As USA Today points out, Jefferson did say write something similar in spirit, if only because he was translating an economic text from French to English:

To take from one, because it is thought that his own industry and that of his fathers has acquired too much, in order to spare to others, who, or whose fathers have not exercised equal industry and skill, is to violate arbitrarily the first principle of association — the guarantee to every one of a free exercise of his industry, & the fruits acquired by it.

It certainly sounds different when you learn the real quote. And even then, you can’t say that it’s Jefferson’s idea. He simply translated it 1816 from Antoine Destutt de Tracy’s Treatise on Political Economy.

Fake Jefferson on Style vs Principle

Screenshot: Twitter
Screenshot: Twitter

“In matters of style, swim with the current; in matters of principle, stand like a rock,” Jefferson supposedly said.

Eric Brakey, the spokesperson for the group Young Americans For Liberty and a former state senator in Maine, tweeted this fake Jefferson quote on the anniversary of the January 6 insurrection. But Jefferson never said it.
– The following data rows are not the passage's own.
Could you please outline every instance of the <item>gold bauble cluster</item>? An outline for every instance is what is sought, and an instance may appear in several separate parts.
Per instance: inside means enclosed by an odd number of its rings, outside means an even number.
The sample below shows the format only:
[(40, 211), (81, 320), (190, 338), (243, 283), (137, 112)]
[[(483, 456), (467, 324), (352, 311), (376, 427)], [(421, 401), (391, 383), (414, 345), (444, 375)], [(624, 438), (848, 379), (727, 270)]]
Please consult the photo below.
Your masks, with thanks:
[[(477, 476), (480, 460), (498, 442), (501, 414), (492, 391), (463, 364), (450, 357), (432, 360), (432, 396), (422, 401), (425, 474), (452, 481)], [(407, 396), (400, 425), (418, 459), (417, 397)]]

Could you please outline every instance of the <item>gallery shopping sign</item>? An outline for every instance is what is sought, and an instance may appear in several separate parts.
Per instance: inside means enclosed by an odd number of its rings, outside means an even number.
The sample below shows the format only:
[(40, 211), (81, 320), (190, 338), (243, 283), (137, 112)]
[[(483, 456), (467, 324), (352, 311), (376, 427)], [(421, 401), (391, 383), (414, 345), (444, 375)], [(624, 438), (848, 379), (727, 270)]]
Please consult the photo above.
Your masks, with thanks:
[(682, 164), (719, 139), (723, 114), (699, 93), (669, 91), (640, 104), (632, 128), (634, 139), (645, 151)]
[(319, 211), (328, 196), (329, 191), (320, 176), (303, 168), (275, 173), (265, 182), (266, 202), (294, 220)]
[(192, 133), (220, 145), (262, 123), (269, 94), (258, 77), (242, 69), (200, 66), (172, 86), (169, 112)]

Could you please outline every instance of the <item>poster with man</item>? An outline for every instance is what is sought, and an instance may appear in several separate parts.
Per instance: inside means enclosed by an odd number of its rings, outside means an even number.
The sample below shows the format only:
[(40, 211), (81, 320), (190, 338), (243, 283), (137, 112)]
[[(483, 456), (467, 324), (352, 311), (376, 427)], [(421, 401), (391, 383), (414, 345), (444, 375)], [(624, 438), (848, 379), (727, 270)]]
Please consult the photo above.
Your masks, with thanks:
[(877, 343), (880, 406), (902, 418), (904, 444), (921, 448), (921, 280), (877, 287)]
This quote dates back to the late 19th century but was often referred to as an

“old adage,” according to the Jefferson fact-checkers at Monticello. Sometime around 1973, people started attributing the quote to Jefferson, and the rest is recent history.

Fake Jefferson on Courage

Rudulph Evans's statue of Thomas Jefferson with excerpts of the  Declaration of Independence seen behind, Thomas Jefferson Memorial,  Washington, D.C., USA, March 1985.  (Photo: Barbara Alper, Getty Images)
Rudulph Evans’s statue of Thomas Jefferson with excerpts of the Declaration of Independence seen behind, Thomas Jefferson Memorial, Washington, D.C., USA, March 1985. (Photo: Barbara Alper, Getty Images)

“One man with courage is a majority,” is a pithy quote often attributed to Thomas Jefferson. But he never wrote those words, according to the Thomas Jefferson Encyclopaedia.

This quote is most often attributed to Andrew Jackson, but that’s also incorrect. The 7th president didn’t say it either, according to an expert on Jackson writing in 2007 for the Los Angeles Times.